Thursday, July 19, 2007

Scalable fault-tolerant upgradable systems Part 1

let's talk about servers which are:
  • Scalable
  • fault-tolerant
  • Dynamically Upgradable
Q: Are these really the same thing?

A: Well not really, but they are very similar.

A system that is fault-tolerant can easily be made scalable and easily made so that we can do in-service upgrade.

Here's how:


In-service Upgrade.

Assume we have N nodes running version one of a program - we want to upgrade to version two with no loss of service.

Foreach node K in nodes:
  1. migrate the traffic on node K to some other node
  2. stop node K
  3. upgrade the software
  4. migrate the traffic back to node K

Algorithm 2

Scale up system

To add a new node to the system:

  • Find some busy node
  • migrate half the traffic on the node to the new node
Algorithm 3

Make fault-tolerant system

Assume we have N nodes connected in a ring. If node N crashes we will recover on node N+1 (or the first node if N was the last node)

In operation we have to make sure that node N+1 has enough information about node N to take over from node N if node N crashes.

In practise we would send an asynchronous stream of messages from N to N+1 containing enough information to recover if things go wrong.


These algorithms are very similar. They can all be built with a small number of primitives. The primitives must:
  • detect failure
  • move state from one node to another
Q: What are the state changes that must be moved?

A: Enough state to resume the operation on a new node.

Q: Could dynamic code upgrade be viewed as a special case of failure?

A: Yes - here's how

Algorithm 4

Dynamic code upgrade

Apply Algorithm 3 to make a fault-tolerant system.

For any node running old code:
  1. crash the node
  2. restart the node
  3. put new code on the node
  4. make the node available
As the new node becomes available Algorithm two (make system scalable) applies

What do you have to think about?

When designing a system for fail-over, scalability, dynamic code upgrade we have to think about the following:
  1. What information do I need to recover from a failure?
  2. How can we replicate the information we need to recover from a failure?
  3. How can we mask failures/code_upgrades/scaling operations from the clients

This is part of the essential analysis that we have to perform if we want to make a highly reliable system that is scalable and which can be upgrade with zero loss of service.

In part 2 - I'll talk about how to mask failures from the clients. Do we use IP-fail-over techniques, or some other technique?

When it comes to programming, you'll want to implement this all in Erlang - Erlang has the correct set of primitives for failure detection (links) and for stable storage (replicated amnesia tables) which make programming this a not too daunting task.


Matt Williamson said...

Hi Joe, I first heard of erlang when I was setting up ejabberd for my company around 1.5 years ago. I'd heard of jabber recently, at the time, researched it and implemented ejabberd. I was very impressed with it and the name erlang stuck with me.

Remembering the name 'erlang', I decided to read about it a couple months ago and got very excited at what it can do! Right after, I started learning it from docs at and I just get more and more excited about the language as I learn it.

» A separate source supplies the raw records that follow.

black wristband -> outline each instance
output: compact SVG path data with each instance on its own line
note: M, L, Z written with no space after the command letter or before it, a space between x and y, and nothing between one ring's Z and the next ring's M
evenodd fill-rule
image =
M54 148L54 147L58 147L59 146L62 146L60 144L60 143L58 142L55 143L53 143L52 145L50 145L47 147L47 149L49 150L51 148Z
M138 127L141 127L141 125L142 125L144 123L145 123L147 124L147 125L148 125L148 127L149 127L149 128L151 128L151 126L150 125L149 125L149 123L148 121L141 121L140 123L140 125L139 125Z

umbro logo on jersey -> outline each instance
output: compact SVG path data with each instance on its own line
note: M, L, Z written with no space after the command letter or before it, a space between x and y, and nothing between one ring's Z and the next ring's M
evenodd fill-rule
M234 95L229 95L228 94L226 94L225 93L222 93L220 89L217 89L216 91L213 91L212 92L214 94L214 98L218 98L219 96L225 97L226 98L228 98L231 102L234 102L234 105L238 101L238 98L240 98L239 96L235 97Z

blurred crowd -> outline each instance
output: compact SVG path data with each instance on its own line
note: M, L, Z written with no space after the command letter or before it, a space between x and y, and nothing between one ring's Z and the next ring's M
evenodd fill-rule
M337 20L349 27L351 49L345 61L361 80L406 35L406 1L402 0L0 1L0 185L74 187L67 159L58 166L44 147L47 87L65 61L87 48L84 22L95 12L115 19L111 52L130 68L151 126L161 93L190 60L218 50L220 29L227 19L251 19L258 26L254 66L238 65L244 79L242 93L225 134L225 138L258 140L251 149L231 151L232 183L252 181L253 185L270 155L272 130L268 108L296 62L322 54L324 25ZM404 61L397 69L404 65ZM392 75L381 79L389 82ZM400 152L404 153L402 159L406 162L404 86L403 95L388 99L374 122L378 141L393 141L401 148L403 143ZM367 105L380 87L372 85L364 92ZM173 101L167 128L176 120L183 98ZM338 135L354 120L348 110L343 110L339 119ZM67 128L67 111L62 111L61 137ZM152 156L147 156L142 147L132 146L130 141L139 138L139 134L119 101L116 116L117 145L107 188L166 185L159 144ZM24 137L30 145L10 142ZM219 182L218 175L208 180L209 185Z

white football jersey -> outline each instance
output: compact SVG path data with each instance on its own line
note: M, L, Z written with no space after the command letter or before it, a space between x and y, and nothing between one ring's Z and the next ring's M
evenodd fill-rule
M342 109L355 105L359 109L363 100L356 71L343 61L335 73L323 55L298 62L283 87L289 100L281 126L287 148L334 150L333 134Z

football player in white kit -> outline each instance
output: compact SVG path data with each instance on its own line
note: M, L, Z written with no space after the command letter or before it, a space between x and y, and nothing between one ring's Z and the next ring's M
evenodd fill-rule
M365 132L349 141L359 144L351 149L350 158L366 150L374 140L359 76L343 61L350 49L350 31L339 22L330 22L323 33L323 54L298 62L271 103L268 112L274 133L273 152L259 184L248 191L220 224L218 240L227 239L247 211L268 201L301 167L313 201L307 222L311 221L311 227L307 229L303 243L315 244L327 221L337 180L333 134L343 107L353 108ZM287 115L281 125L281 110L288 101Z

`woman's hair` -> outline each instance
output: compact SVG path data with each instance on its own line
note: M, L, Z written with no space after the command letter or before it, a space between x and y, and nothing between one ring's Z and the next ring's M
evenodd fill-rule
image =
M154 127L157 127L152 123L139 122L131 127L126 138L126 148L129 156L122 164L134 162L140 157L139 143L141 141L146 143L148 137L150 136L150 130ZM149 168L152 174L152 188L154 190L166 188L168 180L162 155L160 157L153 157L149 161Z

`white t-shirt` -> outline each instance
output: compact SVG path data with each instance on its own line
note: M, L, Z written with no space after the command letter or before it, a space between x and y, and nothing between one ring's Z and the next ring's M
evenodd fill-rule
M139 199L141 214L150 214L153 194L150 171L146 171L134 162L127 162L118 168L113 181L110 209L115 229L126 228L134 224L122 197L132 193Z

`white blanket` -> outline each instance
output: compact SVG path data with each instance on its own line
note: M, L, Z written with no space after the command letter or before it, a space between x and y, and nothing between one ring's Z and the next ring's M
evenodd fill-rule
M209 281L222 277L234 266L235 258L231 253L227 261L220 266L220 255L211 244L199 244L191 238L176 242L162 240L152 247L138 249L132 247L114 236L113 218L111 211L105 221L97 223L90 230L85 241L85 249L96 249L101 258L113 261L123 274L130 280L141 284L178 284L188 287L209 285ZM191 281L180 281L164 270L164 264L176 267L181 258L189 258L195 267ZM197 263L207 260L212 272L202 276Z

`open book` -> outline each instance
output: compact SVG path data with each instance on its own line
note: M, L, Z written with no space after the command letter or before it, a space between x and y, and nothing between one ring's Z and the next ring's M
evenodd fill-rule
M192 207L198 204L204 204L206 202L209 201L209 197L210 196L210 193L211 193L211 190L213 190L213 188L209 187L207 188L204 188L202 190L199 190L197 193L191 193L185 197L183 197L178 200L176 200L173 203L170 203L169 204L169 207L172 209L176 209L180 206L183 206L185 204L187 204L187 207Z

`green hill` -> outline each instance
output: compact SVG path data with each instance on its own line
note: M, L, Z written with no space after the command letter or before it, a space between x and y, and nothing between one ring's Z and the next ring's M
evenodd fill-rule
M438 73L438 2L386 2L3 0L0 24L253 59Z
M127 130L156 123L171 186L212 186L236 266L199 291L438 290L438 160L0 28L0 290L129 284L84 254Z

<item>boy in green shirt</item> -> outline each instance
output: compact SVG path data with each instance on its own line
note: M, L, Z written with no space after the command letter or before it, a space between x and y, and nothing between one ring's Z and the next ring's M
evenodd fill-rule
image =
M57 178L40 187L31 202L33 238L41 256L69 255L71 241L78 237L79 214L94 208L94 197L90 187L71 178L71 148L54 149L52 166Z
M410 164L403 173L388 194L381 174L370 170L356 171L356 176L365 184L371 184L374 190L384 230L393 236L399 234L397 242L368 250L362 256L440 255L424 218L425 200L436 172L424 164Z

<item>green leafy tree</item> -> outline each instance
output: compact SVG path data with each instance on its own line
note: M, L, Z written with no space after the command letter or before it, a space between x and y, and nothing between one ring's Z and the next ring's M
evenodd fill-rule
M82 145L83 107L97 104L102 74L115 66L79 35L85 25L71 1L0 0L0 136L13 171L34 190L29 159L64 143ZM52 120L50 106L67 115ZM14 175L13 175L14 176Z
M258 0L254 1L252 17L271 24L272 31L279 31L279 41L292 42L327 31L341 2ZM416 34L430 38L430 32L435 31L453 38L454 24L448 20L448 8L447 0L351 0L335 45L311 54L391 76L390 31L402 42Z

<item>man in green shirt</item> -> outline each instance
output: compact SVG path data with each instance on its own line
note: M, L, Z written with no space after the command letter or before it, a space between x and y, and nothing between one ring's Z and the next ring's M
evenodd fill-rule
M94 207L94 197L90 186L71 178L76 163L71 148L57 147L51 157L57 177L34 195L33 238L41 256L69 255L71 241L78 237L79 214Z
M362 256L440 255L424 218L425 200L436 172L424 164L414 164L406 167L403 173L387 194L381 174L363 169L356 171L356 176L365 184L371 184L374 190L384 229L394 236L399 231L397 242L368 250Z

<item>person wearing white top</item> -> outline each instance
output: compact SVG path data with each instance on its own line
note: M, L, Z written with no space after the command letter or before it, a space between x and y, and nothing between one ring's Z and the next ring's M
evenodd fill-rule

Out of some sort of coincidence, I saw on Amazon, that you were publishing a book and that it was on pre-order. Strangely I remembered it on Monday and purchased it the next day. I'm very happy with the purchase and I think that it's quite possible that erlang will shake the foundations of the programming world and I hope that it does.

jasonwatkinspdx said...

What about upgrades that require changes to the protocol between nodes?